The first test. This figure shows one representative run out of 20 trials conducted to verify that the collaborative robot correctly records and executes the raw demonstration path. The first row shows the user demonstration, the second row shows the recorded path visualized in 3D, and the third row shows the robot executing the recorded path.
The second test. This figure shows one representative run out of 20 trials conducted to verify that the recorded path is successfully optimized. The first row compares the path before and after optimization. The second row shows the execution time reported by the application, while the third row shows the actual execution time measured using a stopwatch. The measured times were consistent across both methods.
The third test. This test includes a reference robot from an external source to verify that the collaborative robot can perform the intended task. This figure shows one representative run out of 20 trials evaluating the execution of the optimized path. The first row shows the waypoint-by-waypoint progression of the robot, the second row shows the execution performed by the developed collaborative robot, and the third row shows the execution performed by the reference robot. The results were consistent, demonstrating that the optimized path preserved the intended task while reducing execution time.
Lesson Learned
A few things stuck with me after the project wrapped.
On the technical side: the optimizer is only as good as the data you feed it. We spent weeks tuning GA parameters and almost no time thinking about whether the recorded path was the right thing to optimize. Half a day on sensor filtering would have saved us weeks of “why isn’t this converging.”
On project management: build the first and dumbest end-to-end version first, then iterate on that. Our first working demo was a fully built system which made it limited for us to make some improvements without breaking the whole thing and costing us our budget.
On collaboration: I didn’t build this alone. Jerico and Kevin handled the algorithm, Miles worked on the PWA frontend and some of the hardware, and I worked on designing the hardware and integrating the whole system and making sure everything they’ve built is connected properly. The thing I’m proudest of isn’t any one piece — it’s that we trusted each other to own our parts. This allowed us to deliver a project that was both functional and reliable.
Future Improvements
Where this could go, framed as next steps rather than gaps:
- Smarter optimization. Try different optimization methods. There might be a better optimization that is suited for this kind of task.
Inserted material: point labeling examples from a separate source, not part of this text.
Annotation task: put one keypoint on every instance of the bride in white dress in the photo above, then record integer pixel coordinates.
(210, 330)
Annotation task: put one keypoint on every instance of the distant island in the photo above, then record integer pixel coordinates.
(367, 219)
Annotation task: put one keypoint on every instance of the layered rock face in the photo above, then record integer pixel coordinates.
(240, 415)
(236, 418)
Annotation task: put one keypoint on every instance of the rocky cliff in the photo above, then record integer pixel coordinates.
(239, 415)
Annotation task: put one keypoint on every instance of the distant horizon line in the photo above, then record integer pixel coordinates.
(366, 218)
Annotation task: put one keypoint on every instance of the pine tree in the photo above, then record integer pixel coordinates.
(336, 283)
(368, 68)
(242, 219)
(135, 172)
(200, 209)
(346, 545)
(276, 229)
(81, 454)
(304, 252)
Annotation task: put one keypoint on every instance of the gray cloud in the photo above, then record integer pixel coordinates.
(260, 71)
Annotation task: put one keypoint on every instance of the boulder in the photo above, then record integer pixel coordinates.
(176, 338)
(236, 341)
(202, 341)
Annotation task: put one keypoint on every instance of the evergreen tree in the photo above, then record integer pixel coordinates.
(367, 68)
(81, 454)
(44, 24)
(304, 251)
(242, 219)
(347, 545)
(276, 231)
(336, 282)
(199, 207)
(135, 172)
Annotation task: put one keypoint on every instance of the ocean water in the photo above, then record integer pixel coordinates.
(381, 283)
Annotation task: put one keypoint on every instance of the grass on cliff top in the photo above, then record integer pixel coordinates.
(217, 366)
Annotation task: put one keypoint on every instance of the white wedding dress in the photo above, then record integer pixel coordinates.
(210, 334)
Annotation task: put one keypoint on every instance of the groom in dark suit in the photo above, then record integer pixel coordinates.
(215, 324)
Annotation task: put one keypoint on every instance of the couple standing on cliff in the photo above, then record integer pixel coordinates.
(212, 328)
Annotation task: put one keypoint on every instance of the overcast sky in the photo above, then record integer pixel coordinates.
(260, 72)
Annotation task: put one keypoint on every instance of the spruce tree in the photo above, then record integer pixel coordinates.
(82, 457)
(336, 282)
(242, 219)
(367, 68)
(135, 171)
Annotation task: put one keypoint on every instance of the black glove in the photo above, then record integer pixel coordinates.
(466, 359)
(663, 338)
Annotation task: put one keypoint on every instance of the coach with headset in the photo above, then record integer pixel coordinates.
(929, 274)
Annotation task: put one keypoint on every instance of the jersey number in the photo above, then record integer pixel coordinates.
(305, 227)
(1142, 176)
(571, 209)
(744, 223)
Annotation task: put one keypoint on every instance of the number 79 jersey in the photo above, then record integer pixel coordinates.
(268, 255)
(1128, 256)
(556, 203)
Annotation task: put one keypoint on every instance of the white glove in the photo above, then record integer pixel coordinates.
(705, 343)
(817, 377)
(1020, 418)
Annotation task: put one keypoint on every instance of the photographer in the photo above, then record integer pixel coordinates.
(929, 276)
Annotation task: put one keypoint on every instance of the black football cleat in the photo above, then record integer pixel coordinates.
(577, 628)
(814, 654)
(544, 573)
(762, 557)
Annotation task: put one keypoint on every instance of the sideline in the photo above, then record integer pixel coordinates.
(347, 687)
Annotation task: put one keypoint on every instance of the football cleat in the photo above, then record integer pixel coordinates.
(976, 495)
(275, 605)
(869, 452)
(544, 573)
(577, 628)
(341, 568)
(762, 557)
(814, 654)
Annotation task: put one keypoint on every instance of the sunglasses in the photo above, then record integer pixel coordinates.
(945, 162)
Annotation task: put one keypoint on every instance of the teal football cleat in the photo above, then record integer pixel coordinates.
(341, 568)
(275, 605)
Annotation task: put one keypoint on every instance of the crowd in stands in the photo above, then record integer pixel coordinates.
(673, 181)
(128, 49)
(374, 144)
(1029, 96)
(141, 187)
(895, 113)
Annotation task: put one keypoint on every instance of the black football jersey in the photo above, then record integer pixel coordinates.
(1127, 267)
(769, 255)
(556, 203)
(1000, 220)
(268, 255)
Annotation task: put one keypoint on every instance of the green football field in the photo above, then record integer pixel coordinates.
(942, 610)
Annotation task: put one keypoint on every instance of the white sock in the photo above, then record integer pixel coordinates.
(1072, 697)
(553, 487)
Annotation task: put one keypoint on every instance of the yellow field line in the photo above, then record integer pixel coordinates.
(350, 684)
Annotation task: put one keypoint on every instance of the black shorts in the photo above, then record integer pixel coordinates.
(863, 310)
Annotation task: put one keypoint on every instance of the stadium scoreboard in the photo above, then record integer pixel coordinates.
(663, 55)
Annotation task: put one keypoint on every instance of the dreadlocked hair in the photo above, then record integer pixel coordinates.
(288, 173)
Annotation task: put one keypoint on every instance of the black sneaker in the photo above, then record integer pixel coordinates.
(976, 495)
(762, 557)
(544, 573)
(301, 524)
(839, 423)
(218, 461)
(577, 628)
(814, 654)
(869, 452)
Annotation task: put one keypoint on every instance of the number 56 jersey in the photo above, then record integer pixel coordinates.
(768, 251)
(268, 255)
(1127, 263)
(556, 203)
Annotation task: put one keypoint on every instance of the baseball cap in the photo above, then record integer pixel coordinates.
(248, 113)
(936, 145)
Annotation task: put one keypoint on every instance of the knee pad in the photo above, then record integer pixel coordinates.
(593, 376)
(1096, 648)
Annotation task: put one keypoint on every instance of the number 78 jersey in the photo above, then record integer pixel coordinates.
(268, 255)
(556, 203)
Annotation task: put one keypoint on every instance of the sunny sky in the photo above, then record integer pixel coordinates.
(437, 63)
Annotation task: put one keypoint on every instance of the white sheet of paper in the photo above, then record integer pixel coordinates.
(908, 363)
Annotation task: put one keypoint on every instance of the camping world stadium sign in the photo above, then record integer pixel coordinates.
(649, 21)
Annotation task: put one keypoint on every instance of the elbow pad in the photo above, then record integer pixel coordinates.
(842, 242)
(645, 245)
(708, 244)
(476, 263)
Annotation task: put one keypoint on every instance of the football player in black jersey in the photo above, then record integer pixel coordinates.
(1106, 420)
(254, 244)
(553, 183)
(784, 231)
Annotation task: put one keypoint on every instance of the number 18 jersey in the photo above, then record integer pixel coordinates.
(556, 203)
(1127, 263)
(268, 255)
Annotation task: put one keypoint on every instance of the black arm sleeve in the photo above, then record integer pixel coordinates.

- Vision and task understanding. Add a simple camera and object detection so the cobot can adjust to where things actually are, not just where the user thinks they are.
- More DOFs. Add more DOFs to the arm to allow for more complex tasks.
- Encoders instead of potentiometers. Use encoders to measure the joint positions instead of potentiometers. This would allow for more precise control and reduce noise.
- Better gear design. There might be a better gear design that allows for more precise control and reduced slippage.